Kejagung Tahan Sekretaris DPRD DKI

JAKARTA – Setelah melakukan pemeriksaan lanjutan, Kejaksaan Agung petang ini langsung memutuskan menahan sekretaris DPRD Sarwo Edhi.
 

Sebelum ditahan, Sarwo telah ditetapkan sebagai tersangka dalam kasus korupsi jasa kajian peningkatan kapasitas lembaga perwakilan rakyat daerah di DPRD DKI pada tahun 2008.

 
“Tim penyidik khawatir dia mengulangi perbuatannnya atau menghilangkan bukti-bukti yang ada. Kedua item di atas adalah alasan mendasar penahanan terhadap tersangka,” ujar Direktur Penyidikan Jampidsus Kejagung Arminsyah di Jakarta, Kamis (18/2/2010).
 
Arminsyah menyatakan dalam waktu dekat berkas kasus ini bakal dilimpahkan ke pengadilan. Sarwo Edhi sendiri sebelum digiring ke Rutan Salemba Cabang Kejagung tidak bersedia memberikan komentar apa pun kepada para wartawan.
 
Begitu keluar dari ruang pemeriksaan sekira pukul 17.45 WIB, dia langsung masuk ke dalam mobil tahanan. “Ini merupakan pemeriksaan keempat. Kita sudah cukup memeriksa banyak saksi, dua tersangka sebelumnya sudah kita serahkan ke pengadilan, jadi tim penyidik mengusulkan kekhawatiran karena dia masih menjabat,” ujarnya.
 
Atas perbuatannya, tersangka bakal dijerat dengan pasal 399 juncto 20 tahun 2001 dengan zncaman hukuman 20 tahun penjara.
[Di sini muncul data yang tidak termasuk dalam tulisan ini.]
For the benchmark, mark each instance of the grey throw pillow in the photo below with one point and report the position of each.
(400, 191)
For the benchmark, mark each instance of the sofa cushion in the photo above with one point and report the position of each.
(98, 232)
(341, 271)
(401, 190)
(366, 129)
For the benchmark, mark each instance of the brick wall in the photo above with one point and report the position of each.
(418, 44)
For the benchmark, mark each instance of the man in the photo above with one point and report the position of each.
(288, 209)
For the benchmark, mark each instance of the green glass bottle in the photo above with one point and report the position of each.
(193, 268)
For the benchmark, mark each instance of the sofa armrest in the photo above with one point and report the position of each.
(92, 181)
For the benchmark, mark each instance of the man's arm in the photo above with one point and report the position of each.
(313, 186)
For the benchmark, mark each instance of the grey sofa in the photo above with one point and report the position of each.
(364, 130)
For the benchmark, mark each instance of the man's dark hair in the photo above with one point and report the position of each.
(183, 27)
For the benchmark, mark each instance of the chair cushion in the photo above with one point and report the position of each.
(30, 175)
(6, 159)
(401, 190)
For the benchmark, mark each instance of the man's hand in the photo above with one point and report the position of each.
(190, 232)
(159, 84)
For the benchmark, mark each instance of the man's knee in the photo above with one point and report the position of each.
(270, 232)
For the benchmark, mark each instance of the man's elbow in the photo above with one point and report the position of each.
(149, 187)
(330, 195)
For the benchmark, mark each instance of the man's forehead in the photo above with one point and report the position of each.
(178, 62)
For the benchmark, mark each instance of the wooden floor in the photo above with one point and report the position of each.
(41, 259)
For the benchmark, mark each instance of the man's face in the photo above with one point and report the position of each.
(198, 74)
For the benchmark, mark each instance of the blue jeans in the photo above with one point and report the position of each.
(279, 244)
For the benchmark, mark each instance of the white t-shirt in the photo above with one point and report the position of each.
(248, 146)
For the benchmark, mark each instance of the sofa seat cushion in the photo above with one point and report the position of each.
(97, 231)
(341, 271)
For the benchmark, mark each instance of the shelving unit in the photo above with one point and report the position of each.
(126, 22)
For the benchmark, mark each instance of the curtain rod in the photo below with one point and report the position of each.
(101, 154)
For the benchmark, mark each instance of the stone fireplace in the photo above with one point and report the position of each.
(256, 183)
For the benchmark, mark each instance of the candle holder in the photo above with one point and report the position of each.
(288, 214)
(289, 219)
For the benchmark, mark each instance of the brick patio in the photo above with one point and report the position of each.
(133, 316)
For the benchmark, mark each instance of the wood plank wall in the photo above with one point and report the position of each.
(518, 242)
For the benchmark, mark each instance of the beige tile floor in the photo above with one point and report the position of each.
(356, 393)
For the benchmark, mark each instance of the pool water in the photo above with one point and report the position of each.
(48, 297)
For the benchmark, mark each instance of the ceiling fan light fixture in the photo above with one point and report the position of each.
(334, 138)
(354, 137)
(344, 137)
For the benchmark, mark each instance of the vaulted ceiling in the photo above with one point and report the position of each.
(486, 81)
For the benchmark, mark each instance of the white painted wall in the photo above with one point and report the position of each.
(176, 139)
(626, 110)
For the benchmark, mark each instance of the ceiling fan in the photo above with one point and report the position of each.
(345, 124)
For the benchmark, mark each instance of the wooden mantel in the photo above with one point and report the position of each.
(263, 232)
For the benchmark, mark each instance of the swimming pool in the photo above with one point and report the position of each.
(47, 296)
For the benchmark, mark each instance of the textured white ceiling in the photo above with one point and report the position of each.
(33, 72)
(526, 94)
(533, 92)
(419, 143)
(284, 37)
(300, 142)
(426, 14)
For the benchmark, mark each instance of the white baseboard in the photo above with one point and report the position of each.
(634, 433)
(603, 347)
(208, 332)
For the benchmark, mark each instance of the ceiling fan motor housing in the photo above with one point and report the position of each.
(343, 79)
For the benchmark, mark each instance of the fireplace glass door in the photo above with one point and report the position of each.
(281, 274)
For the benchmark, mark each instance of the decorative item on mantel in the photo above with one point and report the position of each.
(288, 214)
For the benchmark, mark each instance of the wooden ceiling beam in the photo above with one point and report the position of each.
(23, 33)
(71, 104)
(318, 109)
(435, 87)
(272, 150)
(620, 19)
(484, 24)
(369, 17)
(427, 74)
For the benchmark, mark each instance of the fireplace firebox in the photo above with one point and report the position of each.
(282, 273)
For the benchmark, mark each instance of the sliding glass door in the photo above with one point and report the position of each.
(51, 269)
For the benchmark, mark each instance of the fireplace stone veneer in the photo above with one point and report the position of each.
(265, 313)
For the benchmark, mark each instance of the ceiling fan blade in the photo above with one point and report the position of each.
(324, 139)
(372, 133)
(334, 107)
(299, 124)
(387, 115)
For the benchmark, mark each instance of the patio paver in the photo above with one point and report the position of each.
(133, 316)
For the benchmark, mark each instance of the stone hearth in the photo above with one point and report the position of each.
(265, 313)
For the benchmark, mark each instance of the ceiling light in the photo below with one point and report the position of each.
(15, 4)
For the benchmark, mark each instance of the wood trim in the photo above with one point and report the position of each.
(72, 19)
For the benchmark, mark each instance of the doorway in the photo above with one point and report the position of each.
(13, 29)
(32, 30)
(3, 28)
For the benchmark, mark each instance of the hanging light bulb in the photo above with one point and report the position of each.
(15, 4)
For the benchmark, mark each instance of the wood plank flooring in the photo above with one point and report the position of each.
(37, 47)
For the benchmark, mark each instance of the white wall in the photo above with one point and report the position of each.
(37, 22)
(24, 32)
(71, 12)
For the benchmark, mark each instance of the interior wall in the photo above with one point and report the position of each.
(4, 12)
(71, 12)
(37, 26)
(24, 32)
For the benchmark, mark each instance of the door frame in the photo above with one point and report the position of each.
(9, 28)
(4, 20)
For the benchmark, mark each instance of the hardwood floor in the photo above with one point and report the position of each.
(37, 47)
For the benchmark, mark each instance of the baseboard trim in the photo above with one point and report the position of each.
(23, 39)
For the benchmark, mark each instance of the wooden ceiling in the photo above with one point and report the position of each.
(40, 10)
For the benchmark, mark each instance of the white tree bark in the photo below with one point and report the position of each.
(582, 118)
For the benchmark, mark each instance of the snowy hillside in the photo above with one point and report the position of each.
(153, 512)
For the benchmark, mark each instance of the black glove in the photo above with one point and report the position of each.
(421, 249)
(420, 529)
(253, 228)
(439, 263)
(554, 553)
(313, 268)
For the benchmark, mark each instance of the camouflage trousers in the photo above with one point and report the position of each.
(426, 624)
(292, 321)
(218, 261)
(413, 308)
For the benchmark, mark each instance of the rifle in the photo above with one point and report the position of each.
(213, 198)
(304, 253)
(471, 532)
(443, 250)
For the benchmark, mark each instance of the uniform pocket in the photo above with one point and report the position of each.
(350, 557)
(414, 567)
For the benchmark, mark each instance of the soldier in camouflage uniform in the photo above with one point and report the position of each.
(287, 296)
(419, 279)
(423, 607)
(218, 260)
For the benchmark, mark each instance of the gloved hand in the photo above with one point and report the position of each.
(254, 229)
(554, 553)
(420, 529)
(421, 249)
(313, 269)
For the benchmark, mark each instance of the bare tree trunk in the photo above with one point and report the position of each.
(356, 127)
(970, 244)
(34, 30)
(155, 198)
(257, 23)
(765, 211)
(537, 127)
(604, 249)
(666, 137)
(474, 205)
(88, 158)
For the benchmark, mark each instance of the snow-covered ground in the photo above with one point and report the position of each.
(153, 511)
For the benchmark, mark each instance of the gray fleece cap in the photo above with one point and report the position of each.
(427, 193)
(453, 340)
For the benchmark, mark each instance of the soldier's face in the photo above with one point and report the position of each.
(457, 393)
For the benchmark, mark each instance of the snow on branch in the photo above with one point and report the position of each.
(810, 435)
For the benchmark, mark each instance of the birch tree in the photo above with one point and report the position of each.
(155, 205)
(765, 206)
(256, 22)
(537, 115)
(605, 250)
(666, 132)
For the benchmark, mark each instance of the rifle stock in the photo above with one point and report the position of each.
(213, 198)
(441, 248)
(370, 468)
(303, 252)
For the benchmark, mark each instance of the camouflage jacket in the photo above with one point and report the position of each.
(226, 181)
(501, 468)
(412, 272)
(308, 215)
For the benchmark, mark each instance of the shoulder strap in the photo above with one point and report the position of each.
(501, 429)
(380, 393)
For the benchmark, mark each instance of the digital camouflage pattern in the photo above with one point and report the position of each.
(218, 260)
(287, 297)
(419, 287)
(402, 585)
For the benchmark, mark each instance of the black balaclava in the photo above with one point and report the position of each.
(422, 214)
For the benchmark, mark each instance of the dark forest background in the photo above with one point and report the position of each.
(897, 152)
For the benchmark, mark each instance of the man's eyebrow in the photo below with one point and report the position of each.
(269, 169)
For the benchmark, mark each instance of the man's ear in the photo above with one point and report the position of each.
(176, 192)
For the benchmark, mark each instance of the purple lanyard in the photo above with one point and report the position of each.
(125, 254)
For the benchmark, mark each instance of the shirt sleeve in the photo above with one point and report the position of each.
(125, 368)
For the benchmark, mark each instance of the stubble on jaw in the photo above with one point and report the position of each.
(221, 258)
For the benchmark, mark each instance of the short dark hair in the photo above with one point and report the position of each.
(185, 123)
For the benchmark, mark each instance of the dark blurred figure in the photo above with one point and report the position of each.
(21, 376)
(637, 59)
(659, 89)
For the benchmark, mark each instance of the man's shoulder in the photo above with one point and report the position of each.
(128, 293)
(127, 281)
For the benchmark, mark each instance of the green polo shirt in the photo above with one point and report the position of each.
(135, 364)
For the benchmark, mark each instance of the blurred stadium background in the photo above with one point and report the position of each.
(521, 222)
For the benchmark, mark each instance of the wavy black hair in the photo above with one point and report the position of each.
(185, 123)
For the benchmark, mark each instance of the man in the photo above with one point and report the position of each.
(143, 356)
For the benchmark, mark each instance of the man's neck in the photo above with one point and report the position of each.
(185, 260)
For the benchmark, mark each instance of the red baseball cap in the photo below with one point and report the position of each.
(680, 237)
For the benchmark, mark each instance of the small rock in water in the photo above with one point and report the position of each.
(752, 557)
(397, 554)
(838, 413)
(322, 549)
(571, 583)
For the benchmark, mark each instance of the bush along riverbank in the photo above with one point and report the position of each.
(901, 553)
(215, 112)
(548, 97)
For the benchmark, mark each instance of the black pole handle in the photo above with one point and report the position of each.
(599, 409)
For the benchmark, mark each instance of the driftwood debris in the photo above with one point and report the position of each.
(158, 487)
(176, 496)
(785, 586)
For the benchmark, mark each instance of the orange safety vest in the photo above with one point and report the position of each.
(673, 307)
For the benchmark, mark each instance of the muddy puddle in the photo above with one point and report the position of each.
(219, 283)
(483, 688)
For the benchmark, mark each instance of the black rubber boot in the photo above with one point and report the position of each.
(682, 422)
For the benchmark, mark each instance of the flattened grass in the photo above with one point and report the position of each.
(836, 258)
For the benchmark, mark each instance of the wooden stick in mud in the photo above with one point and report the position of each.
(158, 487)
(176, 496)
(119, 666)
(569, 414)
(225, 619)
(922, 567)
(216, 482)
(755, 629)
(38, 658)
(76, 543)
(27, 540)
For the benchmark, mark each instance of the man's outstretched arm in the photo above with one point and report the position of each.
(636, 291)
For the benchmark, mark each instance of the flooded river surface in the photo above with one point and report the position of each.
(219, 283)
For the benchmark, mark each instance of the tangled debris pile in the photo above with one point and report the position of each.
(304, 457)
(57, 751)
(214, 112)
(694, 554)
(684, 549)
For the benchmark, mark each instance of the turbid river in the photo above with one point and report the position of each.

Program peningkatan kapasitas lembaga perwakilan rakyat daerah di DPRD DKI pada tahun 2008 itu sendiri menghabiskan dana sebesar Rp27.324.330 ribu. “Kita juga dapat hasil keterangan dari LIPI. Produk mereka ini tidak ada manfaatnya ini memang merugikan,” pungkasnya.(ful)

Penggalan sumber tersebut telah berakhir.